The SDCD-guided knowledge refinement mechanism elegantly uses a measurable indicator to select the optimal knowledge subset, resolving the ambiguity inherent in qualitative expert knowledge.
Integrating structured expert knowledge as textual prompts into a VLM to bridge inter-domain causal gaps in a multi-modal manner is a novel and compelling idea.
The evaluation is extensive: 8 DR datasets + 2 SOZ datasets, 12 SDG transfer directions, and comprehensive baselines, ablations, and sensitivity analyses.

Limitations & Future Work¶

The DCB theory assumes a continuously differentiable data-generating mechanism and may not apply to threshold effects or abrupt transitions in cyber-physical hybrid systems.
YOLO-based knowledge extraction is a performance bottleneck: complex lesions such as neovascularization cannot be reliably detected and must ultimately be excluded.
The 14-dimensional knowledge vector depends on disease-specific expert rules; adapting to new tasks requires redefining features and logic, incurring high generalization costs.
SDCD becomes unstable under low signal-to-noise conditions (correlation breaks down when PSNR < 15 dB), potentially failing in poor image quality scenarios.
Validation is limited to two medical tasks (DR and SOZ); broader medical imaging domains such as pathology and CT remain unexplored.

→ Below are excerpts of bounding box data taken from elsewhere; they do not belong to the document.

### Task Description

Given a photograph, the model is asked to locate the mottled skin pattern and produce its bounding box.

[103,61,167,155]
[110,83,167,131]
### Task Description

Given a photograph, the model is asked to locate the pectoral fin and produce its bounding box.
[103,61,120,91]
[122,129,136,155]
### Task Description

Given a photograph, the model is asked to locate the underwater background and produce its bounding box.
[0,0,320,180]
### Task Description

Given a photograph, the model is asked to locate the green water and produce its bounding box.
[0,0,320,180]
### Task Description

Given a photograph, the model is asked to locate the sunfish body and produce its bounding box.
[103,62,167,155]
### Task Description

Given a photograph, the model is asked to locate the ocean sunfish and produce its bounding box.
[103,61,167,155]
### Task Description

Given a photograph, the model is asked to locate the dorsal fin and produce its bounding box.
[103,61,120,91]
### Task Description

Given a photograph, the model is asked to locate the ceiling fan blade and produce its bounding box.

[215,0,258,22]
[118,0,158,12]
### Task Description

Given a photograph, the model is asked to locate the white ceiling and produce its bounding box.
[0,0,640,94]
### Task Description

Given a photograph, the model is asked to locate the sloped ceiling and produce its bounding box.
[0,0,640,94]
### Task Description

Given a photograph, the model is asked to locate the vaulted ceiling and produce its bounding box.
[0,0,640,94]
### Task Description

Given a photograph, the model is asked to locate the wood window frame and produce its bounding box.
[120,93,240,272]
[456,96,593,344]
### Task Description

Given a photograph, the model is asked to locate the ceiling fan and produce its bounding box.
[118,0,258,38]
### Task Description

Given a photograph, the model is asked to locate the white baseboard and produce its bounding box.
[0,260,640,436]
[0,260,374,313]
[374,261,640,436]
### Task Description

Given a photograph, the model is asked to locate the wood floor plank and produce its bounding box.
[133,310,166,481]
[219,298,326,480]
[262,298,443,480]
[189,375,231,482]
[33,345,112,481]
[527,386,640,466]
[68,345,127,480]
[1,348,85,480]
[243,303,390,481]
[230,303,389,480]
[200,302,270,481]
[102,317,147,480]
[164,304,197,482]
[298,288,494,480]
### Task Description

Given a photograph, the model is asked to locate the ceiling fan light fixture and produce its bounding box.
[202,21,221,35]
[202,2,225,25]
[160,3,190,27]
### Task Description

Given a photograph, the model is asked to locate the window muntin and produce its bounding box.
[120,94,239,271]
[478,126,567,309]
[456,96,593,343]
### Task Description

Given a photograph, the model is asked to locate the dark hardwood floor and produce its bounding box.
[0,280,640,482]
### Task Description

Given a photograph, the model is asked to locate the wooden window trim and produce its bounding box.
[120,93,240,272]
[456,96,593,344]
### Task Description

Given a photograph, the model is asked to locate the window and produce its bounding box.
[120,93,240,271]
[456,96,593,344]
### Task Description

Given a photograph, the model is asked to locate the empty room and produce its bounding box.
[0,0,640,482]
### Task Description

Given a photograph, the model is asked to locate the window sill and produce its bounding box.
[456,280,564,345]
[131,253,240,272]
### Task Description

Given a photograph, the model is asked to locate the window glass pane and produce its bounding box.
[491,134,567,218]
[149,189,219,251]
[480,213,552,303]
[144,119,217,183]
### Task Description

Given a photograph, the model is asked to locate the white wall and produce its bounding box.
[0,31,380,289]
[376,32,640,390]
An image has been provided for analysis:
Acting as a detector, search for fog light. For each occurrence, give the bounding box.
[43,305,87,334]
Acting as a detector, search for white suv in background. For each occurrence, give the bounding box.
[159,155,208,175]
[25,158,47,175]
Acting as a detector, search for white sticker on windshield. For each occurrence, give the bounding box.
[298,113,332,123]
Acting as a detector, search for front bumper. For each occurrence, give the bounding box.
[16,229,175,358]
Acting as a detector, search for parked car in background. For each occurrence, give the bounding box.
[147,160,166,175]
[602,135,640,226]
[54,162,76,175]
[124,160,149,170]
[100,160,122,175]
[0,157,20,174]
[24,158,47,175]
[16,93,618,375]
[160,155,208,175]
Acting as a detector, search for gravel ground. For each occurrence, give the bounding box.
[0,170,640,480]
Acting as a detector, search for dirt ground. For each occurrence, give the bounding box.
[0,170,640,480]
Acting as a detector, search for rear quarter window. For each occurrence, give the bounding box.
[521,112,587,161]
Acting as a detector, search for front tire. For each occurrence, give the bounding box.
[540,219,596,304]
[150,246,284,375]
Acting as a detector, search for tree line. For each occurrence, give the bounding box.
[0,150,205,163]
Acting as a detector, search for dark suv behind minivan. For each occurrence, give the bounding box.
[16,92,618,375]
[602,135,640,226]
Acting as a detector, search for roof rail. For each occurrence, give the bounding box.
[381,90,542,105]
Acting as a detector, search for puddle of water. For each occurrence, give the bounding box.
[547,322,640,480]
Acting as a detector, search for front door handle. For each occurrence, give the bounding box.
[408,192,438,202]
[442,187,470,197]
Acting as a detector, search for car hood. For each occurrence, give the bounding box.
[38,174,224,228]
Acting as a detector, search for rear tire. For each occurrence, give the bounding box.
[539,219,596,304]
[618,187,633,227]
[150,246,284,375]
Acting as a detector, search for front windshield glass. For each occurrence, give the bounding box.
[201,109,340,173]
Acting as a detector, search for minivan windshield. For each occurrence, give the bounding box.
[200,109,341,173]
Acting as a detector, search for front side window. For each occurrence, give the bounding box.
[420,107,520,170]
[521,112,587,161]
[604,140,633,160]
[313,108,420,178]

Medical domain generalization: Distribution alignment methods such as MMD, CDANN, SD-ViT, and SPSD-ViT consistently fail to outperform ERM; DRGen, DECO, and GDRNet serve as DR-specific baselines.
Medical VLMs: BiomedCLIP and LLaVA-Med enable zero-shot transfer; CLIP-DR introduces ranking-aware prompts; MedGemma-4B is the domain-specific medical foundation model adopted in this work.
Conformal inference: A distribution-free uncertainty quantification framework previously applied to OOD detection and medical AI deployment; this paper innovatively repurposes it to quantify inter-domain causal gaps.

Rating¶

Novelty: ⭐⭐⭐⭐ — DCB theory and SDCD-guided knowledge refinement are original contributions; the multi-modal knowledge integration approach is conceptually inspiring.
Experimental Thoroughness: ⭐⭐⭐⭐⭐ — 8+2 datasets, 12 SDG transfer pairs, diverse baselines, and complete ablation and sensitivity analyses.
Writing Quality: ⭐⭐⭐⭐ — Theoretical derivations are rigorous, but notation is dense and the writing is lengthy; some proofs require consulting supplementary material.
Value: ⭐⭐⭐⭐ — Highly valuable for real-world SDG deployment in medical imaging; DCB can serve as a pre-deployment safety check tool.